CBRE: Louisville industrial market still booming

Park 480by Dan Rafter

How hot is the Louisville industrial market? In the fourth quarter of last year the sector’s vacancy rate fell to 3.3 percent, according to the latest Louisville industrial report from CBRE.

This isn’t a surprise to anyone who’s been following Louisvile’s industrial market. There isn’t enough industrial space today to satisfy demand. It’s why spec industrial building has become so common in the Louisville market.

According to CBRE, the fourth quarter of 2013 ended with 216,675 square feet of positive industrial absorption.

There were plenty of big transactions in the quarter. Justfab.com expanded into 406,000 square feet of new speculative construction on National Turnpike in the Southside/Airport submarket. Publishers Printing purchased a 103,000-square-foot building on Highway 44 in the Bullit County submarket.
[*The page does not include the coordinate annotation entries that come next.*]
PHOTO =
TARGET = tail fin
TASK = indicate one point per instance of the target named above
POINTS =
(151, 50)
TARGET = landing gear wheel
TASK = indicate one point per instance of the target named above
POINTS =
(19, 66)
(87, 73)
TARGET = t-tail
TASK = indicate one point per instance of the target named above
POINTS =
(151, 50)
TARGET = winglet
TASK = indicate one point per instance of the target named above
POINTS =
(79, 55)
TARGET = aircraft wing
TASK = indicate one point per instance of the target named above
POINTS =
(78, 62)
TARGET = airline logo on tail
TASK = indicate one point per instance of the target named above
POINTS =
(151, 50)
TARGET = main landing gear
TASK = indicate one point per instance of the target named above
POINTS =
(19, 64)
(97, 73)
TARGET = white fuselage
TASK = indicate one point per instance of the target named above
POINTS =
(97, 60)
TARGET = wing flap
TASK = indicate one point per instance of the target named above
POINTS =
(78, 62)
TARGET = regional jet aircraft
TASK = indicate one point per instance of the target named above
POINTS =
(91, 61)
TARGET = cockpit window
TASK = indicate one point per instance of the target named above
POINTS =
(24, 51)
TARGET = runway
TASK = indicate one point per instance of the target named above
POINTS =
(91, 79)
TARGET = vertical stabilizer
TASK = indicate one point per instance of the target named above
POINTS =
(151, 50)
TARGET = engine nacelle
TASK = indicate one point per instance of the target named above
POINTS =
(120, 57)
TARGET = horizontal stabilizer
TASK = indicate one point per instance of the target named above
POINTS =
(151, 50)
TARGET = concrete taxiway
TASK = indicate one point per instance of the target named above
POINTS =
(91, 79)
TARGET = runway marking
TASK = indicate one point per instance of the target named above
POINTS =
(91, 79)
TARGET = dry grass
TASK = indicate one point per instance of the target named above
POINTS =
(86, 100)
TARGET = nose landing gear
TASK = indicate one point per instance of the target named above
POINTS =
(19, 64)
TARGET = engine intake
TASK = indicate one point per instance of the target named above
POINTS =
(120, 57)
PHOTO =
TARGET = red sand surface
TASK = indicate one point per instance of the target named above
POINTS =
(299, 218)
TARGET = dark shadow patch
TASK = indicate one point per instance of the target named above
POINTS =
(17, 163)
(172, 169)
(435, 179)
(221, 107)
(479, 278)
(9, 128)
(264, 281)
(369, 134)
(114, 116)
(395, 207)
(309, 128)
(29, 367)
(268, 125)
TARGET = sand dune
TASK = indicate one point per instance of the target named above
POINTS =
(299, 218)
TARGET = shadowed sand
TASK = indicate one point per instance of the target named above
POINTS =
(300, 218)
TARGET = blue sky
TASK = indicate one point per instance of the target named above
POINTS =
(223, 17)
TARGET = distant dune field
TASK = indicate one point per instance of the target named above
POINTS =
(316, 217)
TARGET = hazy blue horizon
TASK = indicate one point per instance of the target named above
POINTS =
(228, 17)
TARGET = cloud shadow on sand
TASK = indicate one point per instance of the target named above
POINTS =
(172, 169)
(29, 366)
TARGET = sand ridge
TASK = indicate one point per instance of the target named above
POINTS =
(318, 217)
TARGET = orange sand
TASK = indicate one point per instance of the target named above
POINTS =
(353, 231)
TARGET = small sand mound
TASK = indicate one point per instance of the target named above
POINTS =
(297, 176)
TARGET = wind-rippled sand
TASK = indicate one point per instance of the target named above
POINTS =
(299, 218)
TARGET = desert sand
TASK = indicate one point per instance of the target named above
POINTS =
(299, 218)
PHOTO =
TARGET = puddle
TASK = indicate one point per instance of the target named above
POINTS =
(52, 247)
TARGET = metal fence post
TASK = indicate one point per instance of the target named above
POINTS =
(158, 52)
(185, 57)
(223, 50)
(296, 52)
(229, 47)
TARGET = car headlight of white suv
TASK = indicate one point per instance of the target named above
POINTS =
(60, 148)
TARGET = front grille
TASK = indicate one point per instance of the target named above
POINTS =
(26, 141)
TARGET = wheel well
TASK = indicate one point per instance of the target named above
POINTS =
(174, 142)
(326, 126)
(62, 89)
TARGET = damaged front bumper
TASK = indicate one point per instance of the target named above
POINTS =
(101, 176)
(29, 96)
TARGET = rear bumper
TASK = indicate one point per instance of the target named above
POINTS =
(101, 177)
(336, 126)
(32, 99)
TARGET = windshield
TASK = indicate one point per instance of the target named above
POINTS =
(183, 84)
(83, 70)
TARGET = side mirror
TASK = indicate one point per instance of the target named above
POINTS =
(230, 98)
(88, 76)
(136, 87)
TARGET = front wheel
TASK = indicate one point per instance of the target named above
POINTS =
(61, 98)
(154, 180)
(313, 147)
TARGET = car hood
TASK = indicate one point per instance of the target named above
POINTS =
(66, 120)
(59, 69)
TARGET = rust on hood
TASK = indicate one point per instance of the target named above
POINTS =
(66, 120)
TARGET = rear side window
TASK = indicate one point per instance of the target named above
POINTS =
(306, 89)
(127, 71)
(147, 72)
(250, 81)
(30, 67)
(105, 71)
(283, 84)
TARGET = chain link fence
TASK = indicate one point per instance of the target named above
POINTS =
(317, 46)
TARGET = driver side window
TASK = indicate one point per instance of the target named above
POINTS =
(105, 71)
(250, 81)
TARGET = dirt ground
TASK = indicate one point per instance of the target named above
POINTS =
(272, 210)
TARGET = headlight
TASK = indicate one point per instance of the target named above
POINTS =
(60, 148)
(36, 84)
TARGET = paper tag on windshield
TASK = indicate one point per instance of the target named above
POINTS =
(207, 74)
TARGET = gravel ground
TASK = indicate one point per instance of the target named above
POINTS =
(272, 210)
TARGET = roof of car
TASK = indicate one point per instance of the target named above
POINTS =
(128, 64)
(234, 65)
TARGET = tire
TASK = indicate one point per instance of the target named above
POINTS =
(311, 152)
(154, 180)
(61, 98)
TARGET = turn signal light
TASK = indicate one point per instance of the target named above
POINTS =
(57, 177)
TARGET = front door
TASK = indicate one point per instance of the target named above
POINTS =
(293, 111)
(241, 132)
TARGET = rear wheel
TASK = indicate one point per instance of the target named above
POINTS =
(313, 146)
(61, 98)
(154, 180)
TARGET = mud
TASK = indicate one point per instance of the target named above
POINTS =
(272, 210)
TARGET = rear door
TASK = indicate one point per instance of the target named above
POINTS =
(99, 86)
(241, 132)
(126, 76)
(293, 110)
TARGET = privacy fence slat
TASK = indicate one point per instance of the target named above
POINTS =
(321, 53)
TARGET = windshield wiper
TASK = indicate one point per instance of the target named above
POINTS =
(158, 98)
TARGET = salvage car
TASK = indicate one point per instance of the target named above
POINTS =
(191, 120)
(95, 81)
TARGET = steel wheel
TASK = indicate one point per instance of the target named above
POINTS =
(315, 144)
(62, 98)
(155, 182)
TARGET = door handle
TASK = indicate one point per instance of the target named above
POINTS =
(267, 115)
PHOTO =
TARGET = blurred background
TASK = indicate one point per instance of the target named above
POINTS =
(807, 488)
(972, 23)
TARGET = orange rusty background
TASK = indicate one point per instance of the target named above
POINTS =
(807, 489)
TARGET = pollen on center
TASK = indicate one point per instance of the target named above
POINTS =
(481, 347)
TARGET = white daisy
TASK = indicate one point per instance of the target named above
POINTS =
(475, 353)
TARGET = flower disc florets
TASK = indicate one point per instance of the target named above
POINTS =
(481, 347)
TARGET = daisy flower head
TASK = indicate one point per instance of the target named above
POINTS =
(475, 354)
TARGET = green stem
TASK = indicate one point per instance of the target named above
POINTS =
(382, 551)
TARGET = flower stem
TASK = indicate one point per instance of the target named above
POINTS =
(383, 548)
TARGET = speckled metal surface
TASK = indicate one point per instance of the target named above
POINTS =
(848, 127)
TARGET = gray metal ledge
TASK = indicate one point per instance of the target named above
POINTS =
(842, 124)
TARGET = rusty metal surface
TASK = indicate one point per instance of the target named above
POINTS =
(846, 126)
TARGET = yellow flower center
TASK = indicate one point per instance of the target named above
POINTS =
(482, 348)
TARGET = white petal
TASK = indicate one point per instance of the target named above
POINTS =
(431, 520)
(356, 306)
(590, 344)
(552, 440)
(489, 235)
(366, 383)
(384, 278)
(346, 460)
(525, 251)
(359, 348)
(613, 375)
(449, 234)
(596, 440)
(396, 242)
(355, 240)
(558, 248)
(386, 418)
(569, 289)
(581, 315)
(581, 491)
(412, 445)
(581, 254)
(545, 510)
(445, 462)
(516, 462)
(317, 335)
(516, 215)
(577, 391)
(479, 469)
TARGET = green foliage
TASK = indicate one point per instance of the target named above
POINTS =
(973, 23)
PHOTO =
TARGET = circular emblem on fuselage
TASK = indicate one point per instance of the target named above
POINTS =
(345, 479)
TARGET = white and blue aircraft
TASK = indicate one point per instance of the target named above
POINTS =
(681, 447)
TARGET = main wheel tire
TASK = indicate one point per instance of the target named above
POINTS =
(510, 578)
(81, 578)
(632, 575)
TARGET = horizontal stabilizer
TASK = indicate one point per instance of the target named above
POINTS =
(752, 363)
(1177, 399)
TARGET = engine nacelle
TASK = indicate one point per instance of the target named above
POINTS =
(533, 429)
Biggest of the quarter, though, was the four-building purchase by Clarion from Dixie Properties on National Turnpike in the Southside/Airport submarket. That transaction totaled more than 500,000 square feet.

For all of 2013, the Louisville industrial market saw more than 2 million square feet of absorption.

The quarter also saw some major industrial construction projects wrap up. The River Ridge park in the Southern Indiana submarket saw a 150,000-square-foot spec building developed by America Place and a 107,500-square-foot owner-occupied building for Catamaran both finish construction.

The American Bottling Company completed a 110,000-square-foot build-to-suit at the Kenwood Business Center, while Ground Freight Expeditors completed a 56,000-square-foot owner-occupied building at the Renaissance Zone.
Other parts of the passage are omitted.